Two weeks ago, we released the results of our 2018 Developer Survey. This year, we asked new questions about advertising. Based on what we found, it’s blatantly obvious that developers want ads to be as transparent as possible. In fact, they ranked “honesty about their goals” as one of the most important ad evaluation criteria.
With transparency being a priority for developers, what does that mean for advertisers looking to engage with them? How honest should you be when you design creatives or write landing page copy? Here are a few tips to consider when you advertise to developers.
There are undoubtedly features of your product that make it unique. But let’s be honest, there isn't a single solution that solves every problem that developers have. If you try to promote your product as something that does everything a programmer needs, it won’t be long before developers start to assume that you’re actually trying to hide something from them.
If you’re looking to generate downloads of a new back-end development platform, promote the features that make your solution better than the competition—even if the software could include front-end support down the road. The idea of a full-service solution might sound compelling to a non-technical audience, but selling your product as a “do-it-all” solution could make it more challenging to build trust with developers through advertising.
Does advertising to developers require you to go into detail about its potential shortcomings? Of course not! Your goal is to drive downloads, sign-ups, and sales. Focusing on all of the things that make it unattractive would be entirely counterproductive. At the same time, it does mean that you should be crystal clear about whatever it is that you’re offering.
Transparency from advertisers is high on developers’ list of ad priorities, but it’s not the only thing on that list. As you can see in the chart above, 6% of developers look for ads that avoid fluffy or vague language. When you try to accomplish too much in your campaign, you run the risk of writing copy that ultimately confuses your target audience.
Instead, get right to the point and lay out the facts about each campaign. Want developers to participate in a beta? Give them all the information they need about what they should expect during that program. Looking to drive downloads of a new product? Tell them about how your platform will benefit them.

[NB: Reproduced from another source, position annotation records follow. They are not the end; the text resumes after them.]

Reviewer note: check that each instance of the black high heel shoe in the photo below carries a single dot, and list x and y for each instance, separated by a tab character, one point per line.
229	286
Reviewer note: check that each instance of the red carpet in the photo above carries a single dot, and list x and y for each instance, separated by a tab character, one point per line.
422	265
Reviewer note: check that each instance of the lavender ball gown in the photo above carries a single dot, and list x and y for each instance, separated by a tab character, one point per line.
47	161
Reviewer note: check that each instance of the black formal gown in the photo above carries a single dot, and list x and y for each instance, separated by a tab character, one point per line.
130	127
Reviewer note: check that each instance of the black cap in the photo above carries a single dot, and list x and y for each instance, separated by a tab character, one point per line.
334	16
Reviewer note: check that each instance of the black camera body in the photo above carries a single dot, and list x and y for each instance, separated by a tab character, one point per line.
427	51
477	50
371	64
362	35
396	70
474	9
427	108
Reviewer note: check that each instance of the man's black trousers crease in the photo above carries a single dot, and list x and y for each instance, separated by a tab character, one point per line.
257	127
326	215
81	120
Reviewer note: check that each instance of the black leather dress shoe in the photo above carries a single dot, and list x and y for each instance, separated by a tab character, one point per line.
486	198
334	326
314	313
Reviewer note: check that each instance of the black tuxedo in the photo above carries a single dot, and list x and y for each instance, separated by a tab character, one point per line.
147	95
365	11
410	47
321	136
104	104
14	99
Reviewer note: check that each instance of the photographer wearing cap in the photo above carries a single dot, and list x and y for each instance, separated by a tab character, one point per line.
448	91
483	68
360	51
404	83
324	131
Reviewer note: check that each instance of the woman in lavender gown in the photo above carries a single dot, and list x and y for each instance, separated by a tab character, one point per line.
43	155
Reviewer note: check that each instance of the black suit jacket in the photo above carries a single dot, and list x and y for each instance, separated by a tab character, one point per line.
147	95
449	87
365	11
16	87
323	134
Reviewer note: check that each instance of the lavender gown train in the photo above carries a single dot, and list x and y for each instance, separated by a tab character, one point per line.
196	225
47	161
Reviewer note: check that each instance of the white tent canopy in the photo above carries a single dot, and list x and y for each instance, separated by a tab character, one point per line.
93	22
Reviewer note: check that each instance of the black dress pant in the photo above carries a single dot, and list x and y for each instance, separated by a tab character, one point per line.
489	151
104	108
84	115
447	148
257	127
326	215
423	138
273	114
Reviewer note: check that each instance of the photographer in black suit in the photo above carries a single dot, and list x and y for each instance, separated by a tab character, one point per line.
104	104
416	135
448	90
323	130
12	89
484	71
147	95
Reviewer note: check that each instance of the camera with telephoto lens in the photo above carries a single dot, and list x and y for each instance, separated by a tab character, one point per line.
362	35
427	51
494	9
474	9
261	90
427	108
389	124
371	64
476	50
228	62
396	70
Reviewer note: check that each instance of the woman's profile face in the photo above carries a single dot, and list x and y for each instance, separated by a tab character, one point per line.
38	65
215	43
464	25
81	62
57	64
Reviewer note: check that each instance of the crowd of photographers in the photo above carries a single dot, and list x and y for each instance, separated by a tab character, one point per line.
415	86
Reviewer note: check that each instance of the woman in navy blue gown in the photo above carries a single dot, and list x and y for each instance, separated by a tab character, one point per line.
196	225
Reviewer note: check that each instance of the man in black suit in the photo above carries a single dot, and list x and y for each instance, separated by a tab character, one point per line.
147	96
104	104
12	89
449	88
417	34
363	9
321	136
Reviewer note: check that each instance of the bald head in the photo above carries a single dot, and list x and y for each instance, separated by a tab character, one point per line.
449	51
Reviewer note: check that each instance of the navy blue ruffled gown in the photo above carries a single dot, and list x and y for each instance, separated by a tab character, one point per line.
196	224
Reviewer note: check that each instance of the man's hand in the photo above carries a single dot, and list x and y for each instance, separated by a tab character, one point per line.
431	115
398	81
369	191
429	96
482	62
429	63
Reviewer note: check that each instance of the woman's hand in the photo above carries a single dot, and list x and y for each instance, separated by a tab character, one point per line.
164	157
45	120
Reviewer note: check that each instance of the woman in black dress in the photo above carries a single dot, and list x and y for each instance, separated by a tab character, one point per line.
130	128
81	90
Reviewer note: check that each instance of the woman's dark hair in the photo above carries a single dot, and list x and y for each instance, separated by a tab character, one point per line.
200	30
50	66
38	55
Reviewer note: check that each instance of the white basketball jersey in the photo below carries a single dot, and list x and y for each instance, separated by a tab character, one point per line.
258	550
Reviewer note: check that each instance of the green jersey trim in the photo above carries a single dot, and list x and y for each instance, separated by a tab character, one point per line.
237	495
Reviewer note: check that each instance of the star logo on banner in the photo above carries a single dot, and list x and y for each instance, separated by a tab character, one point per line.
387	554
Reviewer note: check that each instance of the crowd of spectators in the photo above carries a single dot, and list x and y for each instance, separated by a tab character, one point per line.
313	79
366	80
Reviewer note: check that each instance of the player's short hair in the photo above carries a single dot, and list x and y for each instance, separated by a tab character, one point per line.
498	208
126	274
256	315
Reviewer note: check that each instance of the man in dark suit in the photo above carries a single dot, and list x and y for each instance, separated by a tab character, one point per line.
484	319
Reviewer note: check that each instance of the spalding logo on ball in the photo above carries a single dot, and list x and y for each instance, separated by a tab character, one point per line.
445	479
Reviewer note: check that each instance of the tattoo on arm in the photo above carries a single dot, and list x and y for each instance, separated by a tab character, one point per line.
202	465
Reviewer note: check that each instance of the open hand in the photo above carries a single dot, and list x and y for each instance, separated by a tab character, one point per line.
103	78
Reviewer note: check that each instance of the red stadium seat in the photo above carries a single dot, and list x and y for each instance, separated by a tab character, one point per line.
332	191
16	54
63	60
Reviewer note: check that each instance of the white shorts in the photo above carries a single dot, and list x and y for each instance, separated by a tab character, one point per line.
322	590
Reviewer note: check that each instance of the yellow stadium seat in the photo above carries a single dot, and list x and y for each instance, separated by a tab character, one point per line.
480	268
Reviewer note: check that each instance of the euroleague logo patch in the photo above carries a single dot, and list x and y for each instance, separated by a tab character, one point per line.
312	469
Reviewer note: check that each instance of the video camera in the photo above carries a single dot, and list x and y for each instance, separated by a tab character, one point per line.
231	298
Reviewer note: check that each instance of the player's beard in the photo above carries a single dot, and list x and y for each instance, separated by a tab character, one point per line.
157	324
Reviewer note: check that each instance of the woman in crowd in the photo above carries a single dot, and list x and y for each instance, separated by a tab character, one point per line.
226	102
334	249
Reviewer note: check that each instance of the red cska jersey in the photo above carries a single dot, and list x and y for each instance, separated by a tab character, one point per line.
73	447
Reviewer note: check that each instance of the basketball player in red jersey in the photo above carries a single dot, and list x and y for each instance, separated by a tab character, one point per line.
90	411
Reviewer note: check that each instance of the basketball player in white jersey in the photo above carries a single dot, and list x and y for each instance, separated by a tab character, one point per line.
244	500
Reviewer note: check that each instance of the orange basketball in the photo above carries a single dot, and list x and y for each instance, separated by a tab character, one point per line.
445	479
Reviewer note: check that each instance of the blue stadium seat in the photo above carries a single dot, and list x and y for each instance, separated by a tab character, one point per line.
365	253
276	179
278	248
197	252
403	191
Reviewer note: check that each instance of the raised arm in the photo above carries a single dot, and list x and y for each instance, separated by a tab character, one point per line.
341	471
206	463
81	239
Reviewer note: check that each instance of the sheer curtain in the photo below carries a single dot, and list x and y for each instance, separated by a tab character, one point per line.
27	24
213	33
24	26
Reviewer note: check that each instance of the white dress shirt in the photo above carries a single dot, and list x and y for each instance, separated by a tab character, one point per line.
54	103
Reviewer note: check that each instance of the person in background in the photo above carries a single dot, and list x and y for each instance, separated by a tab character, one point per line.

In previous editions of our Developer Survey, respondents told us that they wanted to see more live code during the interview process. The same can be said of what they look for on your landing pages. Since most programmers respond to ads that are relevant and honest, showing off live code is an ideal way for advertisers to reach developers.
Imagine that your product demo makes it easier for developers to build mobile websites on a mobile device. Now, put yourself in a developer’s shoes. Would you be excited about that product after reading a few bullet points about its benefits, or would you be more interested if you saw an actual sample of a mobile website that someone created on your platform? Most, if not all, developers would lean towards the latter.
Run this idea by a developer on your team. In some cases, he or she might be able to help you create a sample project to highlight on your landing pages. You also might work together to find a snippet of code that you can easily include as text. No matter what the case may be, ads that are written in a programmer’s language tend to resonate with them, making this an incredibly worthwhile exercise.